The constraint of ‘doing the right thing,’ for example, limits our efforts to solutions that progress towards the ‘right’ problem solution. Not every solution to a customer problem, for example, is the ‘right thing’. We could be building something that sounds great, but no customer would ever operate that way or do what we want them to do. The idea may be great, but have nothing to do with our company. Is it a ‘good’ long term business model? Is it ‘right?’ Many of the companies I have worked with have invested millions on long 2 year horizons only to find that at the end of the rainbow, the solution is not ‘right’ anymore … and maybe wasn’t right from the beginning. If the answer is ‘this is not the right problem or solution’, then let’s redirect those efforts. Time to pivot.
The constraint of ‘doing what works’ also limits our infinite possible solutions by focusing on what we can actually accomplish given our assets and capabilities, but also looks to get us to an outcome as quickly as possible to drive validated learnings through real results. Generally, we try to deal with the infinite number of possibilities in doing what works as market and our environment changes daily in unpredictable ways, by taking the shortest route to delivery to test our theories and adjust. Doing what works implies constant measurement to determine if what we are building is, in fact, working. Additionally, what we have done in the past may have worked then, but may not be working today. We never stop asking if the right thing that we built is working.

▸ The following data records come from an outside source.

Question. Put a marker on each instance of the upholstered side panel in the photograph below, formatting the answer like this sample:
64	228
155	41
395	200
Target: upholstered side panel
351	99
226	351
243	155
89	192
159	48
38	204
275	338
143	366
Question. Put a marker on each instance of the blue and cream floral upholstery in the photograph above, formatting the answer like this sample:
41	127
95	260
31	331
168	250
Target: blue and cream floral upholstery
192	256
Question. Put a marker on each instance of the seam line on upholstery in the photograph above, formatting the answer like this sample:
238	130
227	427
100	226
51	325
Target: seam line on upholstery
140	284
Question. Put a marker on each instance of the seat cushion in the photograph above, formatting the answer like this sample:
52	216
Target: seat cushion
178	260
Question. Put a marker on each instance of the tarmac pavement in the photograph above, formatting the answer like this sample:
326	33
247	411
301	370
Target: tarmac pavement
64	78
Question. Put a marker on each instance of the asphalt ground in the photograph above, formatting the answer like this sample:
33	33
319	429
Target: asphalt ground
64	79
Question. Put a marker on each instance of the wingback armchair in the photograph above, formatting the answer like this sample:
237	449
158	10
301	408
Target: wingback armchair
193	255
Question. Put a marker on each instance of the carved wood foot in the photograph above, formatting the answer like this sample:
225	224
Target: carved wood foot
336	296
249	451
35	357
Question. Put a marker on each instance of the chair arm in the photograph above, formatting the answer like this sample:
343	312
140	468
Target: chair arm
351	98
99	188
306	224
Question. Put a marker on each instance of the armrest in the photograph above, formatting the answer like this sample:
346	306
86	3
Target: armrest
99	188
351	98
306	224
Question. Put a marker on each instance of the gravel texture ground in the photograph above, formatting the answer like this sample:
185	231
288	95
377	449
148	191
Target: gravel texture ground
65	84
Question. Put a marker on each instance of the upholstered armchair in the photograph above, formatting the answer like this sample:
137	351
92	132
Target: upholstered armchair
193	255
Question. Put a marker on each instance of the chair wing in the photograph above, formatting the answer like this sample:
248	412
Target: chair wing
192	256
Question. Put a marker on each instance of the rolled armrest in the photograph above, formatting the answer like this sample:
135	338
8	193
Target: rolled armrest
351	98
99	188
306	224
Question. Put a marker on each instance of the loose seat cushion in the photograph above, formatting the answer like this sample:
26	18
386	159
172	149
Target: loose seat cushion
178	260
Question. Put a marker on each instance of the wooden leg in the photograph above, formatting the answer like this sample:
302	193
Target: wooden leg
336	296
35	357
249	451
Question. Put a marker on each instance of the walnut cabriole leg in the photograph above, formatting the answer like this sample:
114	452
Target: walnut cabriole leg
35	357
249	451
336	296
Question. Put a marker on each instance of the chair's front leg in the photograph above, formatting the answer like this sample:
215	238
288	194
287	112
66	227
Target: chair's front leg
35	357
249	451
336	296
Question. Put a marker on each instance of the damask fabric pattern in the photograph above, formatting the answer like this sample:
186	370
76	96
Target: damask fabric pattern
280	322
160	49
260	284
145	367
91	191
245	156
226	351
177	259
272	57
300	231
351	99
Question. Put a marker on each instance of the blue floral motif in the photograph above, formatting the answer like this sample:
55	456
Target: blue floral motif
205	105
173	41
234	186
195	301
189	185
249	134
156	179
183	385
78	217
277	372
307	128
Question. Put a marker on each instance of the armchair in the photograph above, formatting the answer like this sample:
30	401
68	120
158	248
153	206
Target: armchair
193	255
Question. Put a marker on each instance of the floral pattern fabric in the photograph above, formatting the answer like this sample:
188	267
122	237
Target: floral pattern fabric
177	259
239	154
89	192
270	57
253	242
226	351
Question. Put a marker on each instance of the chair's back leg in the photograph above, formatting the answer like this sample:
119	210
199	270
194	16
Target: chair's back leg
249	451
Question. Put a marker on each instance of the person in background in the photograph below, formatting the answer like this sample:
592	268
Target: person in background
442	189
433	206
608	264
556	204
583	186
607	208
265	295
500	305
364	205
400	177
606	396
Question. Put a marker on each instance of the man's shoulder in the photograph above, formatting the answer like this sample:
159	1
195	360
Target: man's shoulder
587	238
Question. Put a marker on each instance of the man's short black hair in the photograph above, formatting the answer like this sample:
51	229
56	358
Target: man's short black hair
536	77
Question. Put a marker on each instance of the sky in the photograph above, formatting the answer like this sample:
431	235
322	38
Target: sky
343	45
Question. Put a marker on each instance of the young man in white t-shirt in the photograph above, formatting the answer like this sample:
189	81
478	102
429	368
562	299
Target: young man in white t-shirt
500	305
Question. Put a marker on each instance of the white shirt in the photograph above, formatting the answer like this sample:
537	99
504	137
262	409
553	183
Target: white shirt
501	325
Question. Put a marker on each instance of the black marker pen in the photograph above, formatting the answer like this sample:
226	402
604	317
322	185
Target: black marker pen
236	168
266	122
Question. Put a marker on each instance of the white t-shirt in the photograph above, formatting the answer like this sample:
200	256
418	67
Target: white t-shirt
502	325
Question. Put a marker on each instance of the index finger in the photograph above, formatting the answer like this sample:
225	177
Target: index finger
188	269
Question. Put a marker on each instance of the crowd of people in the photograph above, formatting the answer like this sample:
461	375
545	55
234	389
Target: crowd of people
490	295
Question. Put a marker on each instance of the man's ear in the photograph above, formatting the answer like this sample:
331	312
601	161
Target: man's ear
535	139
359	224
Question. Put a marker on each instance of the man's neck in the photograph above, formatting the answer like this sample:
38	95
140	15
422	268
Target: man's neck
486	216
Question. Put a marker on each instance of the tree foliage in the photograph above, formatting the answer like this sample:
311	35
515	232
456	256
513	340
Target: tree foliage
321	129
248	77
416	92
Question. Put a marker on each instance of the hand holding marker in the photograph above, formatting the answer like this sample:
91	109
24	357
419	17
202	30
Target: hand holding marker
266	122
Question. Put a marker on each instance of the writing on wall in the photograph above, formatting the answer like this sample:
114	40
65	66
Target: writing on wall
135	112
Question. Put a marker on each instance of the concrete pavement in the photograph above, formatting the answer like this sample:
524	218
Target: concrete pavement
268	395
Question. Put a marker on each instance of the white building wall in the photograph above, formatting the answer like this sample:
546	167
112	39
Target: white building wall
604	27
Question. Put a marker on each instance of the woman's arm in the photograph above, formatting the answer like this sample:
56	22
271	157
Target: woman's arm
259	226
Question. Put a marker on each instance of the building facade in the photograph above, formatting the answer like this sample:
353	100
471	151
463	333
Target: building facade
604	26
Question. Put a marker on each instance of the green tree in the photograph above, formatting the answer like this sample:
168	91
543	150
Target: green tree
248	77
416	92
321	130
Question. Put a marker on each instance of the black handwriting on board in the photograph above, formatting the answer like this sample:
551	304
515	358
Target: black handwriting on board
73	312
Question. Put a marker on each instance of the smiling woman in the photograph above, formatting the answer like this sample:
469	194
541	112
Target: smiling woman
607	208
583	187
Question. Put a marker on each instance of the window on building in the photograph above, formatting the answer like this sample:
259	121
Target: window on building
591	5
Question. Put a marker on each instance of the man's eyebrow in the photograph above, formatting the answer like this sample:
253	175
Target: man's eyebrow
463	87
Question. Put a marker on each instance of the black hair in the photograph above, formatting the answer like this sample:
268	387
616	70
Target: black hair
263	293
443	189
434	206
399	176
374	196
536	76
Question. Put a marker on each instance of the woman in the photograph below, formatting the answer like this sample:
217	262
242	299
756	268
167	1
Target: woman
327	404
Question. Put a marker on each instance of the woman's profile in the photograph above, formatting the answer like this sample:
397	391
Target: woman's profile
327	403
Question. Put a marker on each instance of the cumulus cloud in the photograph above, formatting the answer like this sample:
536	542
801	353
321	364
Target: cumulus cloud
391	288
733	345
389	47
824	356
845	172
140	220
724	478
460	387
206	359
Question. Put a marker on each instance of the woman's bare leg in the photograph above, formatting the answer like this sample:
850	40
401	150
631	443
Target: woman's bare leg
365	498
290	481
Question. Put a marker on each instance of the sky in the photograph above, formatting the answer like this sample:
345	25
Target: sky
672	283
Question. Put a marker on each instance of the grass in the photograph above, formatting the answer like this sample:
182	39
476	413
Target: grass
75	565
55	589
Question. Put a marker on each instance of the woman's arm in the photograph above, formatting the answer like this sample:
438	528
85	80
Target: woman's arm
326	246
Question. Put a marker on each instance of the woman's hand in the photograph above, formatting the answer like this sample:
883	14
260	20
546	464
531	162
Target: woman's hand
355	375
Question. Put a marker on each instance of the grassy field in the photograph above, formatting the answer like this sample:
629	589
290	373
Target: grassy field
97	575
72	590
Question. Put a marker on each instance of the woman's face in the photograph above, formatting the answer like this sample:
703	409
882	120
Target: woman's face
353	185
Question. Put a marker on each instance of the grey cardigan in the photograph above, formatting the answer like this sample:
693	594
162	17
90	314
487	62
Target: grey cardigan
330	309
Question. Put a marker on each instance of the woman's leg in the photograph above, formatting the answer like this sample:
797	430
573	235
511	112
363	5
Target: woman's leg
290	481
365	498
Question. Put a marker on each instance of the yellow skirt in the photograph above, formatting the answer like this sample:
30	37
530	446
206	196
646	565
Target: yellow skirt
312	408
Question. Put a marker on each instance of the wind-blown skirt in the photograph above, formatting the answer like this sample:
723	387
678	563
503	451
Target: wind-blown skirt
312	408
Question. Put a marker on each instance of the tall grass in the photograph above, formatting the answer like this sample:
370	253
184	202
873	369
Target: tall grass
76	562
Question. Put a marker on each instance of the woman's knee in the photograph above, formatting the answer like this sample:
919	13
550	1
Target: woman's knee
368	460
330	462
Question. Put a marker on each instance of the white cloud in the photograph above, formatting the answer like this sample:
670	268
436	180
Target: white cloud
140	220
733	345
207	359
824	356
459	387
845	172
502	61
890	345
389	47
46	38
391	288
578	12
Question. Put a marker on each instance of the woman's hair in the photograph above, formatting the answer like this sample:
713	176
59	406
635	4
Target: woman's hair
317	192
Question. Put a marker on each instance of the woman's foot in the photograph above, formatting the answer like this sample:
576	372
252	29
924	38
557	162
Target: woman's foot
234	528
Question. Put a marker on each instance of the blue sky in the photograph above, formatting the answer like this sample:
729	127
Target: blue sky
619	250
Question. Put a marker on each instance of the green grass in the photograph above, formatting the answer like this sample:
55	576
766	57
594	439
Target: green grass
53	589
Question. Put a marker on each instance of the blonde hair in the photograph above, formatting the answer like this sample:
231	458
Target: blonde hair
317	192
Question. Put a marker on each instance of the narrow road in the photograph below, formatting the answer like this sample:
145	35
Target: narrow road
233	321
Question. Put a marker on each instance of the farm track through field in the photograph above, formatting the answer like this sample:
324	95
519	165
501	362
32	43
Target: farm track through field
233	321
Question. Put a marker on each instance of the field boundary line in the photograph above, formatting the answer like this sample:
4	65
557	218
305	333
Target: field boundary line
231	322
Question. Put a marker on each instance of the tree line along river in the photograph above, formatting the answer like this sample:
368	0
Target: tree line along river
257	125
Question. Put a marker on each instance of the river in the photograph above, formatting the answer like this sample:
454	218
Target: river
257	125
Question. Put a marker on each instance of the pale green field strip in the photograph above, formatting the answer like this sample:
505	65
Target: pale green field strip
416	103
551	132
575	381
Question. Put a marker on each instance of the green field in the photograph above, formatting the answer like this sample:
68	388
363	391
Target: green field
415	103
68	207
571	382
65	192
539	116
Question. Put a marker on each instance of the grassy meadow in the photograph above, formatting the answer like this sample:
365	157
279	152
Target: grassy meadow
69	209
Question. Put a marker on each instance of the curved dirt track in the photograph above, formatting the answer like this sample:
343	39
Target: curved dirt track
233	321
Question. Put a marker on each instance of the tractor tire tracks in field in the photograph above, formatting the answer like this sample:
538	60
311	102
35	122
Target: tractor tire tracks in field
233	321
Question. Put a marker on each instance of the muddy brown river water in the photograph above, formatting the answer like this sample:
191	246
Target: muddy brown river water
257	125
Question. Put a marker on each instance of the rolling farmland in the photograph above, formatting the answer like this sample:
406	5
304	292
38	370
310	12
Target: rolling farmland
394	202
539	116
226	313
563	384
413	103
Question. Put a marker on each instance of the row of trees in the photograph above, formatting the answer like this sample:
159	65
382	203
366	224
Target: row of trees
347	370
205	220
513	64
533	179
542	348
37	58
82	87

Finally, being kind also imposes limitations to our infinite routes to changing the world. A) It focuses our efforts on empathy with our users (both internal and external), and B) drives us towards ethical outcomes. There are additional benefits including better solutions. For example, let’s assume we are building search capability for our website. We need to consider who we are serving as we build software. If our customer is a mother of 3, her motivations, fears, hopes and dreams will dictate what we need built. Her desires for improving the lives of her children, her work, etc., will give insight to search terms we can anticipate in an effort to serve her better and with kindness. By contrast, if she is single, no children, and working as a developer or IT decision-maker, her motivations are quite different, and the search terms for our site may be very technical or detailed in nature. Regardless where our user is in her life, empathy informs our ability to build the right thing that works for her. This principle also impacts how our teams operate. We want to bring strong opinions to the table, but we must hold them with an ‘open hand’ willing to let them go when the team must pivot or decide between contrary approaches.
While we can dig into these things in much more detail, what fascinates me here is how they help us unleash the infinite to solve problems that themselves have infinite variance. Even within the fences of these guidelines, we have tremendous flexibility to exercise individual creative energy to challenge convention, offer new approaches, and maybe even change the world.